The competition of people trying to get their transactions included in the next block, being the primary factor that determines block reward, is what causes the volatility. If a selfish miner removes honest miners' blocks from the canonical chain, it can extend the block generation time, and make the competition more intense, which will increase his profitability. The existence of real cost (block subsidy) does not allow this strategy to be profitable at the moment.

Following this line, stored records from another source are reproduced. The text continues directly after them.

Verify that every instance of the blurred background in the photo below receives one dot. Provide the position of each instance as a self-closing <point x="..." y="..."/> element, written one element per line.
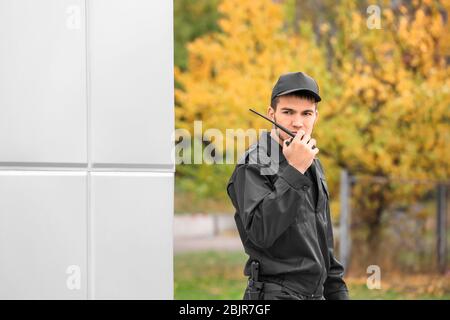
<point x="384" y="129"/>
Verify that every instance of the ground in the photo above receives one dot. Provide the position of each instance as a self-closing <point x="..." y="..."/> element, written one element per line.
<point x="218" y="275"/>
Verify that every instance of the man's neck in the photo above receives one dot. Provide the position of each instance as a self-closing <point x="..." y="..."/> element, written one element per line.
<point x="274" y="135"/>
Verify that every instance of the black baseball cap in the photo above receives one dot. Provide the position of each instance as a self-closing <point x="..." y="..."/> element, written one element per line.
<point x="295" y="81"/>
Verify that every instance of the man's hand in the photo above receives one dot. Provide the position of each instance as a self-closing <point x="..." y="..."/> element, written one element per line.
<point x="299" y="152"/>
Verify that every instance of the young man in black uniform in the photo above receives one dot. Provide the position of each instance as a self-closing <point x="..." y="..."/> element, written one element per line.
<point x="280" y="194"/>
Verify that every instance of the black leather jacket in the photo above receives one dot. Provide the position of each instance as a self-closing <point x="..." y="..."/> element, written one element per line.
<point x="280" y="224"/>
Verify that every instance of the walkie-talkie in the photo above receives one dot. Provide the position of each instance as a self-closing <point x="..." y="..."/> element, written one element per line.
<point x="278" y="126"/>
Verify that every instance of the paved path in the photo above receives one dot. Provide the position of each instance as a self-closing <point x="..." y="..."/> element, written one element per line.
<point x="221" y="242"/>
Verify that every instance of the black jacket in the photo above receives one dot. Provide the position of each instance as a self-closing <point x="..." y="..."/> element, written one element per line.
<point x="280" y="224"/>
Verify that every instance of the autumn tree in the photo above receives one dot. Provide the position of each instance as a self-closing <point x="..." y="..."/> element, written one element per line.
<point x="386" y="92"/>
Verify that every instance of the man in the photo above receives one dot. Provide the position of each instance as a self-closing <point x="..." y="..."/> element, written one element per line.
<point x="282" y="203"/>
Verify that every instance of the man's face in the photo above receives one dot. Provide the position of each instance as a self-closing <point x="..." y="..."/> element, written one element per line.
<point x="295" y="114"/>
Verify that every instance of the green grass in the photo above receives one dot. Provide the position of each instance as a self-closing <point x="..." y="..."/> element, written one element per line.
<point x="216" y="275"/>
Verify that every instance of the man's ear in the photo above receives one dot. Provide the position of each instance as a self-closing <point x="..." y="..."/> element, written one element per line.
<point x="317" y="116"/>
<point x="270" y="112"/>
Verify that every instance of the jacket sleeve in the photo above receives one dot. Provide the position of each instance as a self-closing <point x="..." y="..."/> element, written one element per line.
<point x="267" y="211"/>
<point x="334" y="286"/>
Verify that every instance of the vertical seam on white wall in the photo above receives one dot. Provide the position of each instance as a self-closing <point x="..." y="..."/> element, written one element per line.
<point x="89" y="219"/>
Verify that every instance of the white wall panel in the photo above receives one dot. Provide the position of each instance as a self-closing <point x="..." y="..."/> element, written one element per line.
<point x="42" y="81"/>
<point x="131" y="54"/>
<point x="42" y="233"/>
<point x="132" y="235"/>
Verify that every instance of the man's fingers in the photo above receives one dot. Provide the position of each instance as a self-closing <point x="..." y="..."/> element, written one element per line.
<point x="299" y="135"/>
<point x="306" y="138"/>
<point x="311" y="142"/>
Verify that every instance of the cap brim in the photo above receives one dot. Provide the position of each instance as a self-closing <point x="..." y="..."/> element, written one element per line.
<point x="316" y="96"/>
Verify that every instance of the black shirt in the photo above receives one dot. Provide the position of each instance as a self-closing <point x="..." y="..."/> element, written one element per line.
<point x="283" y="219"/>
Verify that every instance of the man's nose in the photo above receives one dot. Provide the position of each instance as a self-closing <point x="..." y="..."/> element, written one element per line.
<point x="297" y="122"/>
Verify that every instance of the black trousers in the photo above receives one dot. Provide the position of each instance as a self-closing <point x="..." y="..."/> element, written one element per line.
<point x="275" y="291"/>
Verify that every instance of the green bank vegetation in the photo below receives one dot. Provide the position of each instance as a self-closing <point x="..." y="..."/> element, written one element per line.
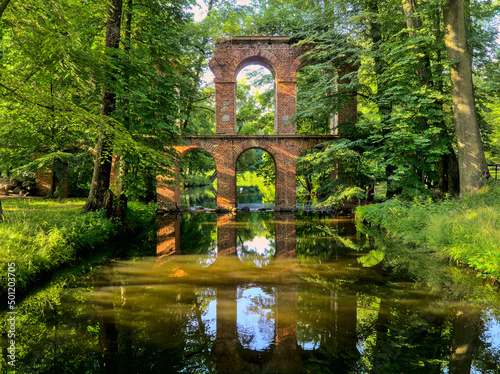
<point x="465" y="230"/>
<point x="41" y="235"/>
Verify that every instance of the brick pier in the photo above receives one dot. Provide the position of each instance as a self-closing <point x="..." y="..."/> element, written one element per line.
<point x="231" y="55"/>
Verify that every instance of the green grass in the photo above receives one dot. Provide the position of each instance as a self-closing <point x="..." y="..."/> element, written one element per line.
<point x="465" y="230"/>
<point x="41" y="235"/>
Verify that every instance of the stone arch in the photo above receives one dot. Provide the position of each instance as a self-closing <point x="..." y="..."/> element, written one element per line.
<point x="275" y="53"/>
<point x="239" y="151"/>
<point x="264" y="59"/>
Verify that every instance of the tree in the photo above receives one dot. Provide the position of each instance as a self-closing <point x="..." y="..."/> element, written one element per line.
<point x="100" y="195"/>
<point x="3" y="5"/>
<point x="472" y="162"/>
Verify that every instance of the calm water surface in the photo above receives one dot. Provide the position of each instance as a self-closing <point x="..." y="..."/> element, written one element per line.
<point x="265" y="293"/>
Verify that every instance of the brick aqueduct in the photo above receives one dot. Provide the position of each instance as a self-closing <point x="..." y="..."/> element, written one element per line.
<point x="283" y="60"/>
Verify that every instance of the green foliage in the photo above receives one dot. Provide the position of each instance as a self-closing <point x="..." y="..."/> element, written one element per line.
<point x="42" y="235"/>
<point x="465" y="230"/>
<point x="343" y="196"/>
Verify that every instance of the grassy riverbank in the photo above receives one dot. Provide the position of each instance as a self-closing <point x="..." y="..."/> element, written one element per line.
<point x="41" y="235"/>
<point x="465" y="230"/>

That's a good observation about the interplay between miner competition, block reward, and volatility. You're right, the dynamic of miners vying for inclusion in the next block is a significant factor. The intensity of this competition, influenced by things like hash rate distribution and network congestion, can contribute to price fluctuations indirectly , a sudden spike in mining difficulty, for example, might correlate with a temporary price drop as miners adjust.
However, attributing direct volatility solely to this competition is an oversimplification. While selfish mining strategies like the one you described could theoretically manipulate block generation times, the cost of doing so is the risk of being detected .significantly it limits their profitability. The block subsidy is a factor, but other market forces like macroeconomic conditions, regulatory news, adoption rates, and speculative trading are far more influential drivers of Bitcoin's price volatility.
The existence of a block subsidy is important, not just because it directly affects profitability but also because it incentivizes miners to secure the network in the first place. If the only reward was transaction fees, it would be much harder to attract and retain the necessary mining power.